Balance transfer credit cards can be both beneficial and troublesome depending upon the ways and habits of the card holder. It could be used to get rid of outstanding debts and also build a good credit history. At the same time, balance transfers could end up as a negative mark on your credit file, especially if you indulge in them frequently. It could also land card holders in greater trouble if they do not manage their finances well.
Balance transfer should not be used as a medium to escape from one debt to another. This will create a negative impression on your credit file. Instead, one should go for a balance transfer only rarely, when there is financial sense. A good balance transfer offer allows you to cut down on your debt and get better terms than your existing credit card. Similarly as per the new credit reforms, a card issuer needs to give the card holder a 45 day notice before interest rate hike. The card holder can either accept the hike or repay the outstanding dues and cancel the card. In such a scenario, balance transfer could be a very good option.

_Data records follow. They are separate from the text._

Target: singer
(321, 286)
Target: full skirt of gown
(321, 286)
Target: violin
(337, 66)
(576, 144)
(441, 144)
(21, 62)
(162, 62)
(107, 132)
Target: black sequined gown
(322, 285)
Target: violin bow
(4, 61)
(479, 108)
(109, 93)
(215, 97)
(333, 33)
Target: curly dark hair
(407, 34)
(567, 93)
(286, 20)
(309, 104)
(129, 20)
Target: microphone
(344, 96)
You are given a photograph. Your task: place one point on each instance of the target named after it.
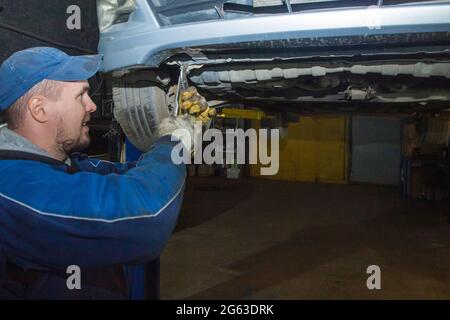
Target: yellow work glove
(192, 103)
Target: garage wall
(376, 150)
(314, 150)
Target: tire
(139, 107)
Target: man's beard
(67, 145)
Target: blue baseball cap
(24, 69)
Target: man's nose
(90, 105)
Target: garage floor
(263, 239)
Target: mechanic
(59, 208)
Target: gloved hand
(195, 105)
(181, 127)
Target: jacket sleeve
(87, 219)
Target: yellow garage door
(314, 149)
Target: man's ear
(37, 106)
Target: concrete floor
(262, 239)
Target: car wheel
(139, 107)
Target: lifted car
(282, 56)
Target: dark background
(46, 19)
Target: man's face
(74, 108)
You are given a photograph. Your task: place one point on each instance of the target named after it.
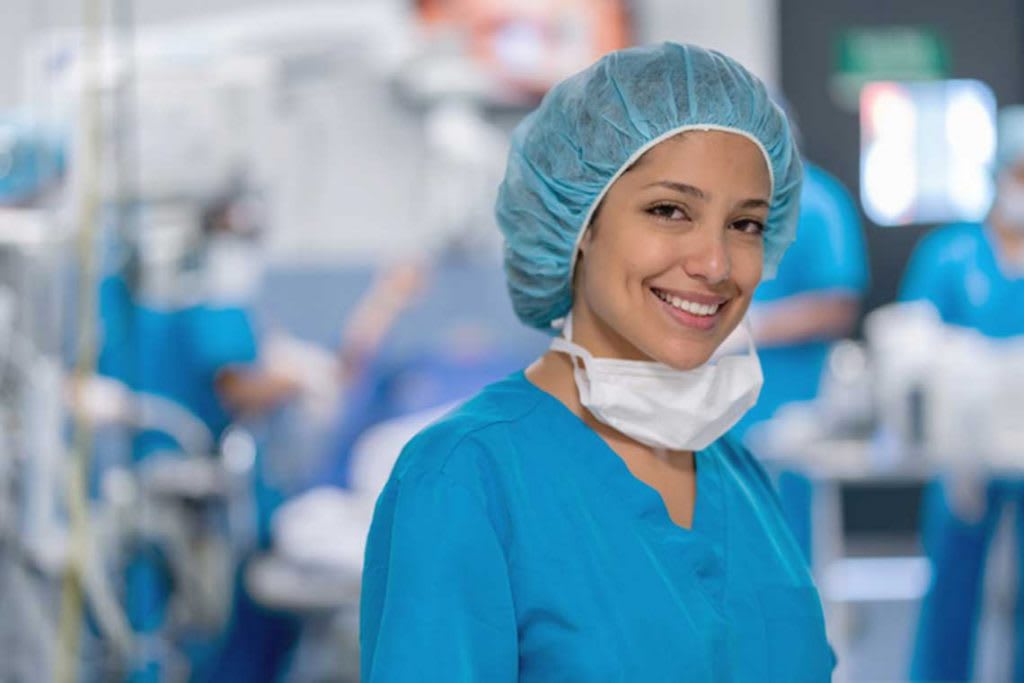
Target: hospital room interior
(248, 250)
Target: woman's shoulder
(464, 441)
(743, 466)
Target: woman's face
(673, 256)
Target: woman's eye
(668, 211)
(750, 226)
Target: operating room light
(927, 151)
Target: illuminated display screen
(927, 151)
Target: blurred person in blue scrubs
(813, 301)
(974, 275)
(588, 518)
(175, 324)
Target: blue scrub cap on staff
(593, 126)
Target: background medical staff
(813, 301)
(974, 275)
(167, 331)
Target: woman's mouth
(700, 314)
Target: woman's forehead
(696, 153)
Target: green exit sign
(885, 53)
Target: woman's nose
(706, 255)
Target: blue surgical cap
(1010, 136)
(593, 126)
(32, 157)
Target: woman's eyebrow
(755, 204)
(685, 188)
(680, 187)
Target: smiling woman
(587, 518)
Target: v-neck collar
(641, 499)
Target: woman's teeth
(691, 307)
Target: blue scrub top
(174, 353)
(956, 268)
(512, 544)
(828, 255)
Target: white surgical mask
(664, 408)
(1011, 207)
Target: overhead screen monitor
(532, 44)
(927, 151)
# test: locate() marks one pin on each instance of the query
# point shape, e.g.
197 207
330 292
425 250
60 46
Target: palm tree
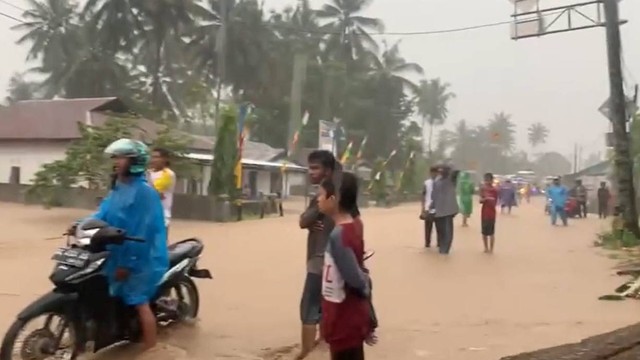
349 31
19 89
391 67
432 103
50 27
537 134
502 132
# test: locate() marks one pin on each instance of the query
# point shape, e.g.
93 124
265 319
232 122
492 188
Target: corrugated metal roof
58 119
249 161
51 119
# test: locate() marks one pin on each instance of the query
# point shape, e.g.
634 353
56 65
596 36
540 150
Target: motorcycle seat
184 249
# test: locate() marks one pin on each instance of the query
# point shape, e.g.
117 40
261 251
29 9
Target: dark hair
347 194
325 158
164 153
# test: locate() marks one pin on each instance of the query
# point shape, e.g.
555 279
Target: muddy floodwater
539 289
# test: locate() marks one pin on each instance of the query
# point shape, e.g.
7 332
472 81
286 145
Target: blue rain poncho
136 208
558 195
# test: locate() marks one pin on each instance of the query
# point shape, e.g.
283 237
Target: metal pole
221 50
623 167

Balance transfers could prove profitable when one can get a good introductory offer. A lot of balance transfer credit cards offer very low or even 0% interest rate during the introductory period. This gives the card holder breathing space to repay the debt without being concerned about spiraling interests. Hence, one can benefit from a balance transfer, if there is a 0% introductory offer for 6 – 12 months thus waiving off interest completely. The greater the debt, the more is the saving for the card holder.

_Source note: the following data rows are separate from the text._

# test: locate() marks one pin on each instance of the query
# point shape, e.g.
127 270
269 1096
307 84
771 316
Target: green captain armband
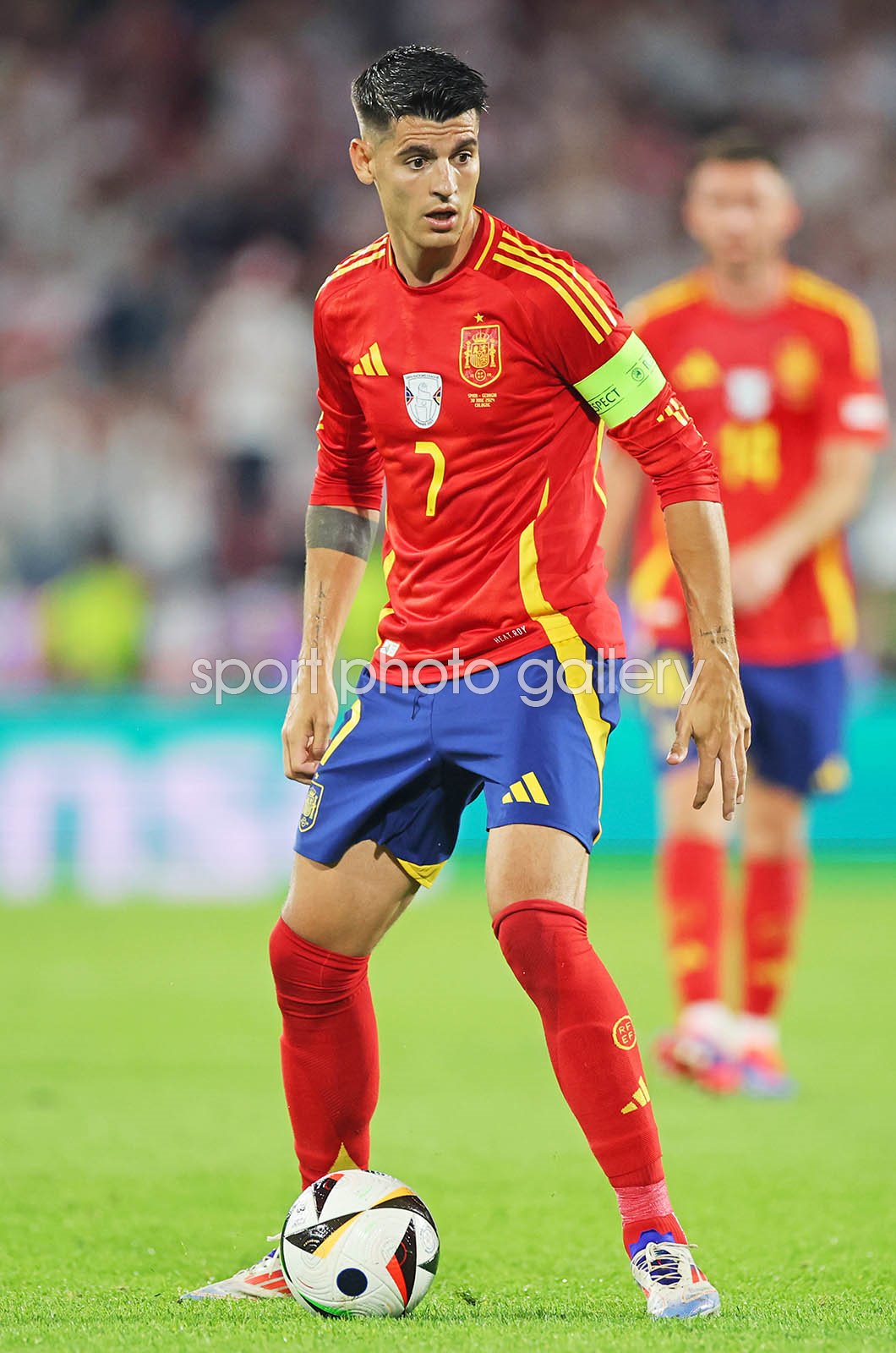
624 385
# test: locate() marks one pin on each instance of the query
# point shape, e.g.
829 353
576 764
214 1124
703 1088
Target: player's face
427 175
742 213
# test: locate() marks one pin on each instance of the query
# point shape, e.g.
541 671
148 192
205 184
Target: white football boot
673 1285
261 1279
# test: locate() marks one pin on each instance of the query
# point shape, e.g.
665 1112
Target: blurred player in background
473 371
780 371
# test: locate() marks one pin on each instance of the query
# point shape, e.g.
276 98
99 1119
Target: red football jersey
482 401
767 390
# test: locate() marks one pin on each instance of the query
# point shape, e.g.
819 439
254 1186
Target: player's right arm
340 528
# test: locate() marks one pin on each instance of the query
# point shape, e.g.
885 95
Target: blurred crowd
175 187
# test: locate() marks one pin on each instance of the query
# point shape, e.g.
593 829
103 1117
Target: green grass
144 1143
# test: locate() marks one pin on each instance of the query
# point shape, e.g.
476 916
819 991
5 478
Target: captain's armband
624 385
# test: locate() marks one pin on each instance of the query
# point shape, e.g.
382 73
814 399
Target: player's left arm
619 378
761 567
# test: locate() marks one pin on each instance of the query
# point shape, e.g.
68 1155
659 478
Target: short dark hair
417 83
735 145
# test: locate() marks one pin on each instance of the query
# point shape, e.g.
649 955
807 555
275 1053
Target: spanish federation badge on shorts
312 804
423 397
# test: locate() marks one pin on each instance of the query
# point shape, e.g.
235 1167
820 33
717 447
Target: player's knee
312 981
776 823
528 934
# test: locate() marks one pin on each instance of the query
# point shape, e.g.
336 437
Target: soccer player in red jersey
474 371
780 371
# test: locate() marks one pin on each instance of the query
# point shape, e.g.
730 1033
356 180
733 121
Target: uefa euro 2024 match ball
358 1242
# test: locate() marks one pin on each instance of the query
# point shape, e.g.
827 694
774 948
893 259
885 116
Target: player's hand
309 721
758 572
715 715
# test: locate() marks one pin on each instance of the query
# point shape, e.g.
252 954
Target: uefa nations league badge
749 392
423 397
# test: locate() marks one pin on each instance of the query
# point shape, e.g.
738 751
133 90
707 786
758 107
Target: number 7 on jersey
429 448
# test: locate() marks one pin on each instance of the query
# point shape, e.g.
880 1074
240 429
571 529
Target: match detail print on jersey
624 385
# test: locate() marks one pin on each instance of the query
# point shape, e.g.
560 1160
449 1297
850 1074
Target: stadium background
173 187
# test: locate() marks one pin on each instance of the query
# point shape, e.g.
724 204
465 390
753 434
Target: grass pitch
145 1145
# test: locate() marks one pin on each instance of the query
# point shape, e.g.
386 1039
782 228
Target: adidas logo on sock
639 1099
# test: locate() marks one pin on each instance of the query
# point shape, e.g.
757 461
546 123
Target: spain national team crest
481 355
423 397
312 804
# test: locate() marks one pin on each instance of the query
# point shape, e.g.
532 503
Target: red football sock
589 1034
773 897
329 1052
692 884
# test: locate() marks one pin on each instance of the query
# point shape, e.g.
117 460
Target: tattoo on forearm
335 528
720 636
314 622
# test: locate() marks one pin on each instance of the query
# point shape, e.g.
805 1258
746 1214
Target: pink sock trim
643 1202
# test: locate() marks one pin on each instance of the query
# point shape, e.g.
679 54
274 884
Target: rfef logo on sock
624 1033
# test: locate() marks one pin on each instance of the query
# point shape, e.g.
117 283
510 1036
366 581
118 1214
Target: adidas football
358 1242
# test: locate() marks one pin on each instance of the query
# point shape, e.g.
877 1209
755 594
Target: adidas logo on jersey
527 791
371 364
639 1099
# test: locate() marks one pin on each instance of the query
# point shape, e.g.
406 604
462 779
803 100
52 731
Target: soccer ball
358 1242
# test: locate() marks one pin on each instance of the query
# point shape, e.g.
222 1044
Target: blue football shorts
797 715
405 762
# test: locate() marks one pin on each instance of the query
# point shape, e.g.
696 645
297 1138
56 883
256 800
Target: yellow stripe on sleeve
578 284
598 446
489 238
562 290
826 295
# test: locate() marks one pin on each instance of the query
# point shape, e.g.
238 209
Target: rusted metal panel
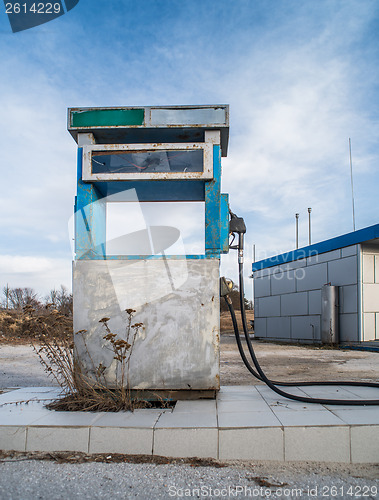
109 125
207 173
224 221
213 207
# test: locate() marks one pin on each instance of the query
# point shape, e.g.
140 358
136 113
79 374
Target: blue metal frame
90 211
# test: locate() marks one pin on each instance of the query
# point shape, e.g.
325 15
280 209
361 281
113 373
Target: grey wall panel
314 277
314 302
368 268
323 257
256 308
296 264
348 328
305 328
369 326
348 299
283 283
294 304
262 286
343 271
348 251
269 306
278 327
370 296
260 327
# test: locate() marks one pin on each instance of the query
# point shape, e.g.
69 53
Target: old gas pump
160 167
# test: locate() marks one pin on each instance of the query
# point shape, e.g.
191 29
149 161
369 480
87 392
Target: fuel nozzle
237 226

There are very attractive balance transfer offers that are offered during the festive or holiday season. If you have budgeted to spend a stipulated amount of around $500 for the holiday shopping, for example, you could go for balance transfer credit cards which offer handsome rewards. Also some balance transfer cards offer a $100 rebate if the card holder manages expenses of over $400 - $700, varying from one card to another. Such rewards will ensure that you benefit positively from the balance transfer. Moreover, make sure that the new credit card has a lower or equal interest rate compared to the previous credit card. Only, then will it make long term financial sense.